Doğrusu yok. Politikayla ilgilenmiyorum. Gazetelerin politika sayfalarını da pek okumam.

n Ama Bill Clinton’dan çok etkilendiğinizi söylüyorsunuz...

- Evet, çünkü o istisnai olarak karizmatik biri. Çok entellektüel ve onu ilginç buluyorum. Aynı şekilde U2’nun solisti Bono da çok farklı bir insan. Hatta bir hayalim gerçek oldu ve Hindistan’da, Bono ve Bill Clinton’la birlikte beni konuşma yapmaya çağırdılar. Ancak nasıl olduysa, benim başka bir yerde olmam gerekiyordu o tarihlerde. İnanılmaz bir şey! Üzülüyorum buna...

n Hayatta insanları bir şeyler yapmaktan alıkoyan şeyin korkuları olduğunu söylüyorsunuz. Sizin en büyük korkunuz nedir?

- En büyük korkum, potansiyelimi, hayallerimi yaşayamamak. Çünkü çok net bir vizyonum var. Amerikalı bir filozof bunu şöyle tanımlıyordu: "İçinizdeki müzik çalmaya devam ederken ölmek"... Pek çok insana yardım edebileceğimi biliyorum, daha anlatacak, insanlarla paylaşacak çok şeyim var ve büyük bir fark yaratmak istiyorum. Herkesin hayatta bir çağrısı vardır bence.
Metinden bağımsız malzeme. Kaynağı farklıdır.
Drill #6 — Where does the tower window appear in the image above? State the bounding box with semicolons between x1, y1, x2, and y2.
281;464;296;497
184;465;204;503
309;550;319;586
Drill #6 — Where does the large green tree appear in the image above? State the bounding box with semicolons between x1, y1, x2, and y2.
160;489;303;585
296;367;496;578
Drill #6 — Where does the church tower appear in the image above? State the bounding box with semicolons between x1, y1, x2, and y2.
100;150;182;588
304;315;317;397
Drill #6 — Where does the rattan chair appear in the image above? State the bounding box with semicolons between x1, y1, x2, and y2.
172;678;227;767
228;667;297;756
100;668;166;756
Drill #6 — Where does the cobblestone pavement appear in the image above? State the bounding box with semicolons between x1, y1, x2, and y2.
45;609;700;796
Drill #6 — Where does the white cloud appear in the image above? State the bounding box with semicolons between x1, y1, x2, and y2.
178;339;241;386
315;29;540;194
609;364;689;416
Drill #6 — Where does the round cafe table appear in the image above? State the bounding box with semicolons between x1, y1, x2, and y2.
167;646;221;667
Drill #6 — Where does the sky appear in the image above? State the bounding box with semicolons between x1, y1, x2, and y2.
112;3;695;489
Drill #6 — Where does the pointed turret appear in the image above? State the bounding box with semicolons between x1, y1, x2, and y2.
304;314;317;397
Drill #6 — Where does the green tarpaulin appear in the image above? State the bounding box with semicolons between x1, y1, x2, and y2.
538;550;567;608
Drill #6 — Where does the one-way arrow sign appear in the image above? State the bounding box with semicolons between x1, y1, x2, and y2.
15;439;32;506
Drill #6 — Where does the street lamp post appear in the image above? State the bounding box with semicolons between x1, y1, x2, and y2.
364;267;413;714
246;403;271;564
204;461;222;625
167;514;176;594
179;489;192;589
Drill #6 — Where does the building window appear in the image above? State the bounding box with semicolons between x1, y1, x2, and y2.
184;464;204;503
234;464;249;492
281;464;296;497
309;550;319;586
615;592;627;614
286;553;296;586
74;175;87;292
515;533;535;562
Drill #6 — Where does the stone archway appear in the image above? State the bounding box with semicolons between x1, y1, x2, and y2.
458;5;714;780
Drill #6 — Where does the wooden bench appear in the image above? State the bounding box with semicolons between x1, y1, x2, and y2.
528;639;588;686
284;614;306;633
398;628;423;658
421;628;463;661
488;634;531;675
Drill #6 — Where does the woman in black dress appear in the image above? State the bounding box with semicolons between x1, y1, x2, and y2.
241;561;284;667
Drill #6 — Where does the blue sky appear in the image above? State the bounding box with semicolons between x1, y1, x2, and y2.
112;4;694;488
Her insan gibi benim de kendimi düşündüğüm anlar, yorgunluklarım, acılarım oluyor... Yapmam gerekeni yapamamak, benim en büyük korkum.

n Ya hayattaki en büyük hatanız?

- Buna verebileceğim en klasik cevap, hiç hata yapmadığım, çünkü her hatadan bir ders çıkartırım. Ama bilemiyorum... Yaptığım herhangi bir şeyde başarısız olduğumu sanmıyorum. Aklıma ilk gelen boşanma oluyor. Tamam, karımla hiç birlikte olmamalıydım ve iki yıllık zorlu boşanma döneminin sonunda bir insan olarak çok değiştim. Bu bir hata mıydı? Belki dışarıdan bu evlilik başarısızlık gibi gözüküyor, ama o zaman da iki harika çocuğa sahip olamayacaktım. Batıl inançlı biri olmaktan öteye geçip felsefi bir bakış açısı kazanamayacaktım.

n Pişmanlık?

- Pek çok pişmanlığım var... Sanırım çocuklarıma geleneksel bir aile ortamı sağlayamadığım için pişmanlık duyuyorum. Yanlış anlaşılmasın, çocuklarımın harika bir ailesi ve hayatı var. Normal bir babadan 10 kat daha fazla babalık yapıyorum çocuklarıma. n Çocuklarınız kaç yaşında? Şu an ne yapıyorlar?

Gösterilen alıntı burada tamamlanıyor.